Sunday, March 29, 2009

Eric Felton, The Wall Street Journal

March 29, 2009

Eric Felton
The Wall Street Journal
200 Liberty Street
New York, New York

RE: How’s Your Drink, language, and those words mean whatever I want them to mean. A comment on your column of Saturday, March 29, 2009.

Mr. Felton,

First, let me congratulate you for, inter alia, bringing me back to Gin & Tonics. It was a marvelous column of forgotten joys of sunny afternoons pool side.

Second, what the Hell were you thinking when you included the following lines

“If only Chandler had thought to change some
ugly racial caricatures in his rewrite…”

in your delightful column on Whiskey Sours?

I think the ending of King Lear is too upsetting. Let’s rewrite that one.

Likewise for the last scene of Hamlet. Can you imagine if Sam Peckinpah or Quentin Tarantino had filmed it? Nunnery, as when Hamlet tells Ophelia “Get thee to a Nunnery”, means whorehouse. Shouldn’t that go too?

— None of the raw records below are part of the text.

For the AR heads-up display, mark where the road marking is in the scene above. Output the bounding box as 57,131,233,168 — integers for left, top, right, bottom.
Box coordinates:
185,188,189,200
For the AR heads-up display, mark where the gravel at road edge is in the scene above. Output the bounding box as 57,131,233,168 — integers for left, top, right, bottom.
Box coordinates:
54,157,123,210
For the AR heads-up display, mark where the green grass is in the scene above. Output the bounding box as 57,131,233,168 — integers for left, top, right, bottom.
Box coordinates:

A Nobel Prize winner wrote a book titled “The Dreaded N Word of the Narcissus”. The “dreaded ‘N’ word” is the word that White men dare not use. Dick Gregory titled his autobiography “Nigger”. What gives?

We probably shouldn’t use any of your drinks while reading Huckleberry Finn, should we?

Wetting your whistle doesn’t mean swallowing your tongue.